Tuesday 30 October 2012

Assassin's Creed - The Animus

The Assassin's Creed franchise started in 2007, and is primarily known for being a game series about leaping off rooftops in a white dressing gown and stabbing people in the face. Which it is.
However, Assassin's Creed ALSO has some quite interesting content about exploring the past through the memories of your ancestors using SCIENCE. So let's take a critical eye to it, shall we?


The Set-Up

You, as Desmond Miles, explore the memories of your ancestors through the use of a super whizzy sci-fi machine called the Animus. This machine accesses these memories by delving into your genetic code, where the memories of your ancestors are stored, as part of your DNA. But how accurate is this genome exploration? Can this really be done?


The Science

Short answer: No.

Longer answer: Still no, but there's still something interesting there. Let's start at the beginning.

DNA, as you probably already know, is the building blocks of life. It determines what colour eyes we have, what colour hair, how tall we are, all that stuff is written down in our DNA. We inherit our DNA from our parents, with 50% coming from your mother and 50% from your father during conception and so on. You know this stuff. Onto memories.

There's two kinds of memory; long term memory, and short term memory. Short can hold things for a few seconds to a minute or two, without having rehearsed them. All of our sensory interactions with the world are stored in our short term memory, if only for a few seconds. Short term memories are formed biologically through the depletion of various neurotransmitters (messaging chemicals in the brain), which leaves a specific pattern on the neurons, acting as a memory trace. These traces decay very quickly when the neurotransmitter is replenished.

Long term memory is formed in a slightly different way.

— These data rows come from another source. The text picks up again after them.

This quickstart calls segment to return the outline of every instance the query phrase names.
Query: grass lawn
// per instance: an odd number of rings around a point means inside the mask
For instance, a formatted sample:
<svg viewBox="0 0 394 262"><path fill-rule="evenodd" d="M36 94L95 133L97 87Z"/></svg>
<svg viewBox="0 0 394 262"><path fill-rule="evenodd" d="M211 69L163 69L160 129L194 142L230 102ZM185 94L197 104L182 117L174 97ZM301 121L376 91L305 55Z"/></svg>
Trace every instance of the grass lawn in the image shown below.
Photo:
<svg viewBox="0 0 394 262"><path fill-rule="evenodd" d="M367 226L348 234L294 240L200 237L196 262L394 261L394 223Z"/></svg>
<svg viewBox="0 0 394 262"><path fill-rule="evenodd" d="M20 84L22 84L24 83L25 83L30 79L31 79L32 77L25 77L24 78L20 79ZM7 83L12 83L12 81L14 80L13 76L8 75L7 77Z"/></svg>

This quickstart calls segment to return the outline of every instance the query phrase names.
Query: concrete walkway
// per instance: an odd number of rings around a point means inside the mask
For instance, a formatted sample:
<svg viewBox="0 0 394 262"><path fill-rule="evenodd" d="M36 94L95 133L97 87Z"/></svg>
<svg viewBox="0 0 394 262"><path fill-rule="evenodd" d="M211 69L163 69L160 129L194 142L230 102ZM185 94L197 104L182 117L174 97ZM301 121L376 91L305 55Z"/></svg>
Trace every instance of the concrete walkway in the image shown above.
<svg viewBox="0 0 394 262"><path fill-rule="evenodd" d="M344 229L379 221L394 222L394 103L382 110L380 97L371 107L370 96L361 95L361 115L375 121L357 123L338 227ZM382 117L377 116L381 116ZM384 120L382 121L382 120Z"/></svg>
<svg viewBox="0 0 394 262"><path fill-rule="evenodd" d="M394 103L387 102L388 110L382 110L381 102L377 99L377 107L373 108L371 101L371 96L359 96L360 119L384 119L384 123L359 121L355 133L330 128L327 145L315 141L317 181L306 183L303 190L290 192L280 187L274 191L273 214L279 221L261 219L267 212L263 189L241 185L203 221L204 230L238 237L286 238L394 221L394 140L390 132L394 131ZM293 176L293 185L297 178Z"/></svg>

Put simply, the repeated triggering of neurons in the brain causes the release of proteins that in turn trigger the development of new neural pathways. These connect the neurons that have been firing more regularly. It's a confusing process that can only be properly explained using very dull scientific terms, but it boils down to this: long term memories are formed by the creation of new neural pathways.

So, dragging ourselves laboriously back to where we started, how does this relate to Assassin's Creed and jumping into your ancestors life for a bit? Well, as we now know, memories are formed through neurotransmitter depletion or formation of new pathways. One of these, neurotransmitter depletion, only lasts a couple of minutes at best, so that can't be encoded in our DNA, there's not enough time, or even room for it to all fit.

Secondly, long term memories and new neural pathways. Now you can see how this MIGHT work. The formation of new pathways could change our DNA to encode for these new pathways from birth. Sadly not. DNA, under normal circumstances, doesn't change in accordance to our bodies. Think about it. If I go to the gym every day, and became incredibly strong, I don't then have children who are already super strong (unfortunately).

In fact, this idea of inheriting changes made to the body during life formed the bases of a theory put forward by French naturalist Jean-Baptiste Lamarck in the 19th century. He suggested that by constant use of a certain body part in life, animals would pass down the beneficial changes to their offspring. This was actually the first theory of evolution, and dispute it being inaccurate, marked a major step on the way to the formation of the modern theory of evolution.

So there we have it. The science of Assassin's Creed well and truly debunked. We won't be able to go plunging into our DNA to live out the lives of our ancestors. And since most of them wouldn't be Assassins anyway, I'm actually okay with that.